Kurgunun içine yerleştirdiğin karakterin psikolojik durumu ve çevre,nesne detayları arasındaki koordine öylesine başarılıydı ki inan bunu tarife kelimelerim yetersiz kalır.
Eserin içinde gördüklerim kısaca,
1-İnsan
2-Mekanın insan üzerindeki psikolojik etkisi
3-Bedenden ruha yapılan açılım
4-Nesneler ve görsellik
5-Bilinçaltı
6-Muhteşem bir kurgu
7-Heyecan
8-Merak
9-Somutun ve soyutun harikulade birleşimi üstelik gerçekliğe yansıtılmış haliyle.

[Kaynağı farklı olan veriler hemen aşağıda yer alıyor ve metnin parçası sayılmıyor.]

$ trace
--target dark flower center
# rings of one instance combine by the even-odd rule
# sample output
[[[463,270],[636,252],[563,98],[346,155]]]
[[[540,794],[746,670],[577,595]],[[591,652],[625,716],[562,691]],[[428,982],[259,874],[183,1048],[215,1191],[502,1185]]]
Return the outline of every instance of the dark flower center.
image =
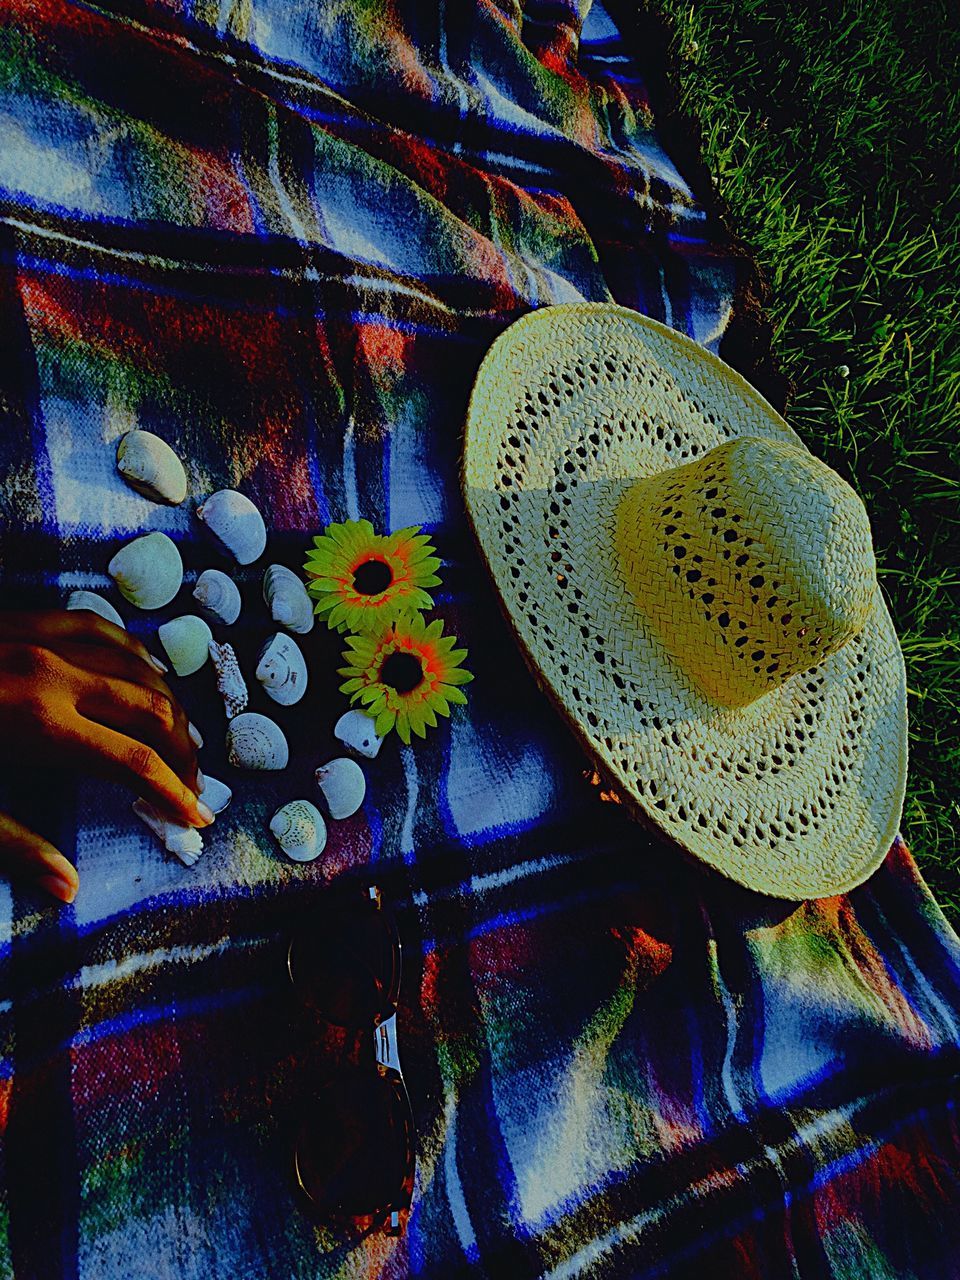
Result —
[[[380,668],[380,680],[397,693],[410,693],[423,680],[423,664],[412,653],[391,653]]]
[[[376,596],[393,581],[390,566],[383,560],[364,560],[353,571],[353,585],[362,596]]]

10-Eserin ilk giriş bölümü fare -insan karşılaştırılması yalnızlıkla çaresizliğin bir farenin bile mutluluğundan daha az mutluluğa sebebiyet verişi.
11-Empati
12-Üst dilin muazzam kullanılması
13-Görsellikten çok fazla yararlanılmış olması bunun duyguyla harmanlanması.
Ne diyebilirim ki sevgili dost her yönüyle çarpıcı, muhteşem ötesi bir güzellik sunmuşsun.Bu senin sadece edebi alanda değil
onu besleyen diğer bilim dallarında da sosyoloji, psikoloji, felsefe vb. ne kadar yetkin olduğunun bir göstergesi...
İşte bu diyorum sadece duygu değil şiir, sadece fikir değil.İkisini harmanlayabilmek.Beyinde şimşekler çaktırabilmek.
Bunu öyle güzel başardınız ki bende anlatamam.Teşekkür ederim.Çok teşekkür ederim.
Yetkin kalemi ve değerli gönül emeğini tüm içtenliğimle kutlarım.Selam ve en derin hürmetlerimle.